Export Enforcement Priorities
Enforcement priorities at the Office of Export Enforcement (OEE) continue to focus on three primary areas of concern:
- Weapons of mass destruction
- Unauthorized military use
With the advent of sanctions on Russia, OEE is focused on exports destined for Russia to ensure they are in compliance with the sanctions targeting certain aspects of Russia’s oil and gas industry. Consequently, exports to Russia by companies engaged in the oil and gas industry, or by those who support the oil and gas industry, will be subject to close scrutiny by the U.S. government and exporters should be prepared for that. Likewise, with the continued implementation of export control reform, OEE will continue to look closely at the export of items transferred from State Department to Commerce Department jurisdiction to ensure those exports are properly authorized.

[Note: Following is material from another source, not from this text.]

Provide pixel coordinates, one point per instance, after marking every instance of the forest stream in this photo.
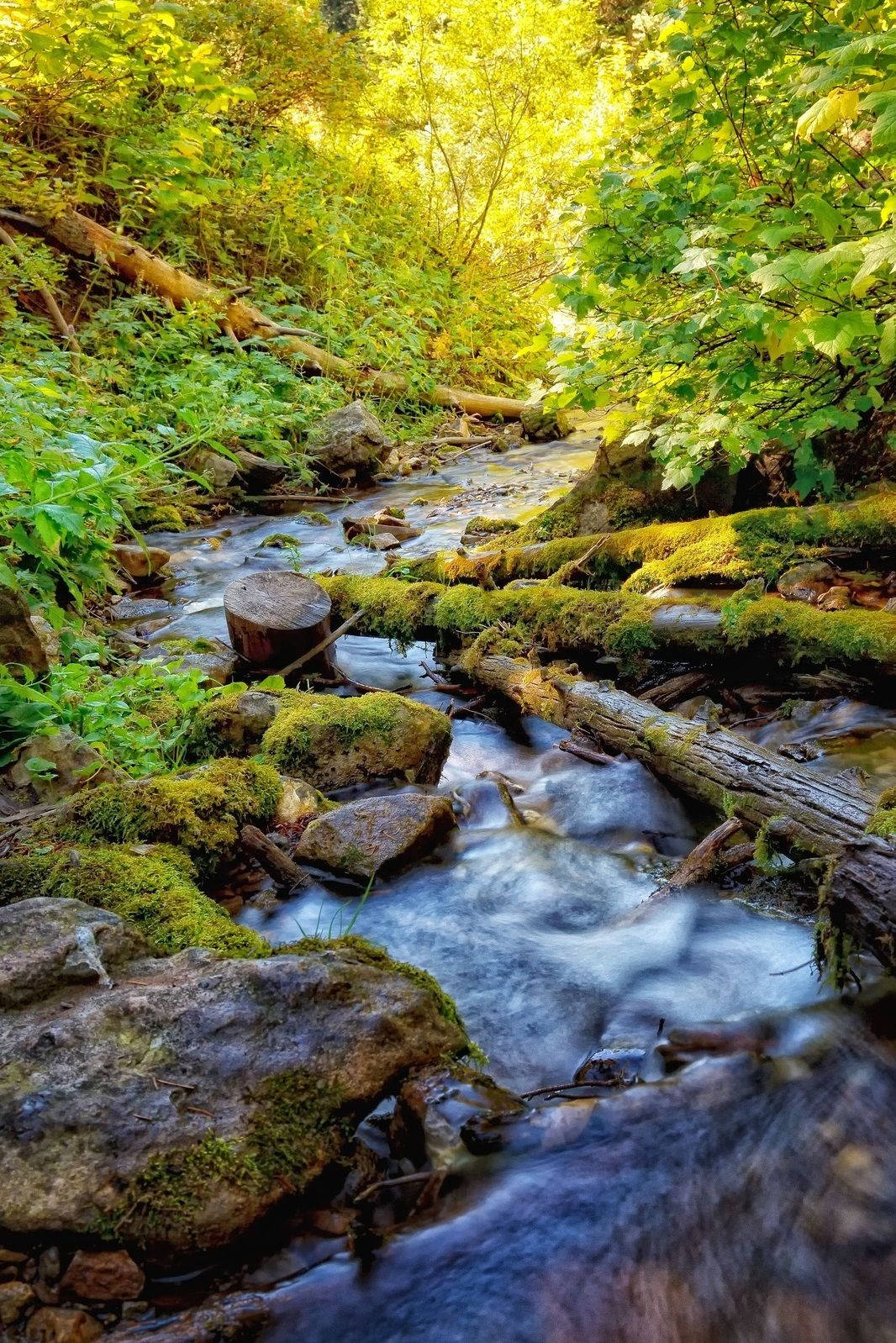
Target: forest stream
(743, 1196)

In reviewing their compliance programs and procedures, exporters should focus on these issues as priorities and ensure compliance procedures are properly structured to identify and address any risk that their exported products might be diverted to unauthorized end users, end uses or destinations. While no compliance program can provide complete protection against diversion of exported products to proscribed destinations or end users/end uses, awareness of the risks and how their products might be used (e.g., WMD, terrorism or military applications) is crucial in crafting and implementing compliance procedures reasonably calculated to protect against those risks. Should an export be diverted despite an exporter’s best efforts, the ability to demonstrate reasonable compliance efforts can provide significant mitigation of any potential penalties resulting from a violation.
Evolving Export Controls Require Exporters to Adapt
The changing landscape of U.S. export controls resulting from both Export Control Reform and inevitable geopolitical developments requires exporters to be vigilant and nimble in adapting export compliance programs to meet the new challenges presented. One of the biggest threats to a company’s compliance is the failure to regularly assess the risks it faces in its particular export business and the failure to adapt its compliance program to address new or shifting compliance risks as its international business grows and develops. By investing in appropriate resources and tailoring the compliance program to attend to legitimate business risks, a company will be better positioned to pursue international business opportunities with the assurance that it has taken reasonable steps to minimize contingent liabilities.